A voracidade punitiva alimenta um sistema complexo. Sustenta os orçamentos das polícias, das penitenciárias e de parte do judiciário. Quanto mais presos houver, mais dinheiro será preciso para sustentar essa cloaca.
Quanto mais gente presa, mais obras para penitenciárias; com isso, mais corrupção, mais privilégios; enfim, mais poder para o aparato político-punitivo.
Como muita gente de bom senso já percebeu, seria muito mais racional, econômico e menos desgastante para a sociedade se houvesse aposta numa política de reversão gradual do caráter meramente punitivo da lei (coisa do século XIX) para outro, mais corretivo e educativo.
Daria certo? Não sei. Mas acho que seria melhor do que essa coisa nojenta que estamos vendo
Enquanto vigorar o conceito de custo per capita de cada preso para a elaboração de orçamento, além da criação de fundos específicos para o setor de segurança pública, podemos perder a esperança de que um dia a questão da violência brasileira tome outro rumo.
Temos uma das maiores populações carcerárias do planeta.
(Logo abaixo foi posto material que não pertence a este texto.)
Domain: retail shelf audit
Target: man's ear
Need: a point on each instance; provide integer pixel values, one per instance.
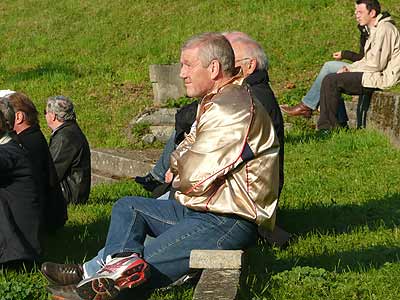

Quase 1/3 dos detentos tem suas penas já cumpridas, embora continuem presos; outra parte, que devia estar em regime semi-aberto ou aberto, permanece onde está, em celas fétidas, diminutas e superlotadas, sem advogado ou defensor público; outra, que devia estar em prisão domiciliar ou cumprindo penas alternativas, vive a mesma situação; ou seja, bastaria apenas seguir a legislação vigente para que só ficassem presos aqueles que cometeram as barbaridades e atrocidades conhecidas.
Mas quem entra no sistema é engolido por ele e só sai quando há advogados dedicados, bem pagos ou mobilizados pela família ou mídia.
Além disso, há outra realidade que a maioria da sociedade ignora: trata-se da estrutura de controle sobre o que pode e o que não pode entrar nas prisões, ou seja, celulares, armas, drogas, bebidas etc.
Essa é apenas uma dificuldade aparente. Tudo entra na prisão. Mas como? Fácil: a carceragem ganha mal e é facilmente corrompida ou ameaçada.
Quem tem familiares na cadeia sabe que há controle nas visitas, aparelhos, detectores de metal, revistas etc. Mas dinheiro vivo pode entrar à vontade, inclusive com conhecimento de vigilância oficial.
Esse “dízimo” ofertado semanalmente pelas milhares famílias pobres que tem seus filhos, irmãos, maridos etc nas cadeias sustenta o crime organizado e todo o sistema carcerário.
Esse é um negócio que movimenta milhões. Por isso, a lógica da superlotação faz a roda girar e conta com o beneplácito da justiça penal, da carceragem penitenciária, das polícias, enfim, daquilo que chamamos “sistema de segurança”.
Essa é a podridão que deve ser debatida. Mas a sociedade parece concordar com ela, acreditando que bandido bom é bandido morto.